Favourable exchange rates, lower labour costs and lower running costs mean that these medical procedures can be offered at prices well below those available in Australia
And while price was a big motivator for many people, Miss Degenaar said that the opportunity to have a holiday away from housework, children and other commitments was part of the attraction.
Travel.com.au's Lisa Ferrari said the popular destinations for Australians seeking medical procedures were Thailand, India, Malaysia, the Philippines and South Africa.
A Travel Trends survey conducted last year found 31 per cent of WA women would consider travelling overseas for a medical procedure.
"Medical tourism is still very much in its infancy and, as people come to have a better understanding of standards across the international hospitals and the opportunities that are available, we think we will see more Australians travelling overseas, particularly if these procedures get more expensive in Australia and the waiting lists get longer," she said.
But Mark Duncan-Smith, president of the WA Society of Plastic Surgeons, warned those flying overseas to overhaul their looks were putting their health at risk.
"The bottom line is if someone won't drink the water in a country then it just doesn't make any sense to me that they would go there and get cosmetic surgery - or any surgery for that matter," he said.
"For the life of me I don't understand why a girl would want to go to a South- East Asian city, have surgery and sit around a pool doped up a little bit on painkillers allegedly enjoying a holiday while she recovers from her surgery.
"(They should) look at the dollars they are saving and ask themselves if their health is worth it."
Mr Duncan-Smith said that he regularly saw patients after botched overseas surgery - about one every four to six weeks, usually in relation to breast augmentation, facelifts or eyelid surgery.

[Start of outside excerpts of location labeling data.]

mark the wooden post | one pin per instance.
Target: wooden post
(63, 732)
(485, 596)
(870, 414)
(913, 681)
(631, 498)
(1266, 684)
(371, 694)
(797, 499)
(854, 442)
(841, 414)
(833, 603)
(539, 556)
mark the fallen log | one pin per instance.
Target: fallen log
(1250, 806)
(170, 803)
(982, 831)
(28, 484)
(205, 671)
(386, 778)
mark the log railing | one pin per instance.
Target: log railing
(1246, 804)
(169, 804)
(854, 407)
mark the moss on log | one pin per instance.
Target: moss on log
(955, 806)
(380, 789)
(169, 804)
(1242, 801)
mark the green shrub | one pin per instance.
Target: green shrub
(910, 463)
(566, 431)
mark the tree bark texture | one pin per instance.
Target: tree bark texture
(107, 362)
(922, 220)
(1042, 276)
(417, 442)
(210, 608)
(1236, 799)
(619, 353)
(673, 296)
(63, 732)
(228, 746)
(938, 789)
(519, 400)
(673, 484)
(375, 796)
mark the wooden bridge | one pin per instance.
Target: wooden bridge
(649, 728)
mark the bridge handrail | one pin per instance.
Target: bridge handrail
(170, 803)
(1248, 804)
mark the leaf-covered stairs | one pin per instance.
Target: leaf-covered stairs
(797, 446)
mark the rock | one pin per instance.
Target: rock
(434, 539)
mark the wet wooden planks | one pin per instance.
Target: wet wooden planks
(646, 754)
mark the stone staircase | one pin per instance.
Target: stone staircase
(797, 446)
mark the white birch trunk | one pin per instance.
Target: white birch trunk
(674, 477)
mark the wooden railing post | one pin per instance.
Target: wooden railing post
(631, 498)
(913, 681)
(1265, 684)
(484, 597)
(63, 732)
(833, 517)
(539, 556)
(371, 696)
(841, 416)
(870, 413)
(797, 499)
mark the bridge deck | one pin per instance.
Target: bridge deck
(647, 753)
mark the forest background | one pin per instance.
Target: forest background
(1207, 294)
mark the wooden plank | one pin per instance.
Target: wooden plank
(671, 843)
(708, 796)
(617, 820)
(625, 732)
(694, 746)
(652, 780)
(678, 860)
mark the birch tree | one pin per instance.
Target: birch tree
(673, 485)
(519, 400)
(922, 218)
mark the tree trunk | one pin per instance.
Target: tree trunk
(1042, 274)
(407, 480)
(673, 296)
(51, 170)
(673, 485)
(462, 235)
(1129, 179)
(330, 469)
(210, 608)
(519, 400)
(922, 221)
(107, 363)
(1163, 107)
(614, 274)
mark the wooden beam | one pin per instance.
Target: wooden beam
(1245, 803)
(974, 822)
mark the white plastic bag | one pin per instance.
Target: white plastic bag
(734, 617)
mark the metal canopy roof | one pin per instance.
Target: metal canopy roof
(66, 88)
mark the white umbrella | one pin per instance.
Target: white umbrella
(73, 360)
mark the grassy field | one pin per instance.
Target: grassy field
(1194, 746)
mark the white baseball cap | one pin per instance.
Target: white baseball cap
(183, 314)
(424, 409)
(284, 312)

Last year, one patient needed help after her blepharoplasty (eyelid surgery) went wrong. There were issues with scarring and her eyelids were not the same, making her face appear skewed.
Also, he operated recently on a patient who had free silicone injected into her breasts. Normally the silicone is contained within an implant.
"It caused a lot of scar tissue. One was literally like a rock and the other one had lots of lumps through it," he said.
"That surgery was done in Asia and those sorts of things just don't happen here.
"I'm sure there are patients who go over there, have the surgery and they are fine.
"But one of the problems with this whole process is you don't really find out how good your surgeon is until there's a problem.
"If you are now 3000km from your surgeon and you are seeing an office person who is not medically trained who is going to take photos (and send them overseas for advice) then you really have got to question your back-up and what sort of support services you have got."
There were also concerns that breast implants and other items used in cosmetic procedures might be sub-standard.
Mr Duncan-Smith said that some breast implant companies had reported fake implants coming out of Asia following the discovery of implants stamped with the logo of a credible company which had not been made by that company.
Miss Degenaar agreed that people should be wary of dodgy overseas providers. However, she said that there were also good ones who offered excellent outcomes for sometimes half the cost of surgery in WA.
Her clients were thoroughly screened before flying to Thailand for their surgery and were required to stay in the country for a minimum amount of time after their surgery to attend follow-up appointments.
For breast augmentation, this meant a stay of around eight nights which included a two-night hospital stay.
"(After returning to Perth) we ask clients to get into contact with us if they have any concerns and then we can get in touch with their surgeon as soon as possible," she said.
"It might be just going to see their local GP if it is to do with wound care. If it was anything more serious than that and the surgeon was at fault, we would fly them back no charge and he would correct at no charge."
However, to date none of her clients had reported problems requiring further surgery.
Miss Degenaar said there would always be a market for low-cost cosmetic surgery and her business hadn't been affected by the global financial crisis or rising interest rates.
"The desire for cosmetic surgery doesn't go away," she said.
"People will always want to do something or change something and, because it is cheaper to go overseas, it is still a solution for people."